Back on the 'Love Train'
Gamble and Huff's silky Sound of Philadelphia is celebrated with a new CD boxed set and a TV concert special.

With Kenny Gamble and Leon Huff being inducted into the Rock and Roll Hall of Fame, and Sony unleashing a flood of Philadelphia International Records reissues, 2008 has been the year for revisiting the Sound of Philadelphia.
It comes to a head with
Love Train: The Sound of Philadelphia
. That's the title of the new four-CD boxed set (Legacy ****) dedicated to P.I.R.'s silky soul-music saga, from the Soul Survivors' "Expressway (To Your Heart)" in 1967 to Patti LaBelle's "If Only You Knew" in 1983. And it's also the name of the live-concert TV show and DVD filmed at the Borgata Hotel & Casino in June, the first part of which premieres tonight at 8 on WHYY TV12.
If you put one of the two
Love Trains
on your holiday wish list, make sure it's the boxed set.
The
Love Train
concert is a well-produced, spirited oldies show hosted by Jerry "The Geator" Blavat, with a terrific 26-piece TSOP Orchestra led by musical director Bill Jolly.

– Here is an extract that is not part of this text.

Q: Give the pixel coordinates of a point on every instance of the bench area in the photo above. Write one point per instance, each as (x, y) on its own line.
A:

A cavalcade of the label's polished and powerful '70s hits are performed. Sometimes they're sung by their originators, like the O'Jays, who turn in sweaty performances, with Eddie Levert Sr. and Walter Williams Sr. trading lead vocals on "I Love Music," and "Use Ta Be My Girl."
In many cases, however, the songs are delivered by slightly different personnel, as with Harold Melvin's Blue Notes, who are without Melvin (who died in 1997) and Teddy Pendergrass (who left the group in 1976, and was later paralyzed from the waist down in an auto accident). Nonetheless, gruff-voiced lead singer Donnell "Big Daddy" Gillespie turns in winningly rugged performances on "The Love I Lost" and "Wake Up Everybody."
Similarly, Bunny Sigler shines with an over-the-top version of the sneakin' around classic "Me and Mrs. Jones," though the song's originator, Billy Paul, is absent. The other standout is Russell Thompkins Jr., who, singing with a group billed as the New Stylistics, shows off a still-supple falsetto on "I'm Stone in Love with You."
But if the TV show presses the nostalgia buttons effectively enough to bring in the bucks on a public television fund drive, the
Love Train
box tells the tale of a label that, along with Motown in Detroit and Stax in Memphis, is one of the three great sources of soul music in the '60s and '70s.
A necessary purchase for serious Philadelphia music fans, it trumps the out-of-print 1997 three-CD box
The Philly Sound
. That one had 48 songs. This has 71, taking in the full range of the accomplishments of Gamble and Huff and their genius cohort, Thom Bell.
It finds room for such archetypal hits as the Intruders' "I'll Always Love My Mama" and the Delfonics' "Didn't I (Blow Your Mind This Time)," as well as obscurities such as Huff's swingin' "I Ain't Jivin', I'm Jammin' " and the Three Degrees' "Dirty Ol' Man."
Somebody - Gamble and Huff can't agree whether it was George Clinton or James Brown's trombonist Fred Wesley - once said that the accomplishment of the Philly Sound was to "put the bow tie on funk." And
Love Train
surely captures that sophisticated urban soul vibe in which an integrated cast of songwriters, singers, producers and musicians created a life-affirming sound that moved through the streets of Philadelphia with swagger and social consciousness.
In the
Love Train
liner notes, South Philadelphia native Gerald Early writes that Gamble and Huff "captured the spirit of black aspiration in a way I think no songwriting/producing team has ever quite done, in any city, before or since." Berry Gordy might beg to differ, but
Love Train
makes a powerful case for Early's argument, and Philadelphia International's unmatched accomplishments.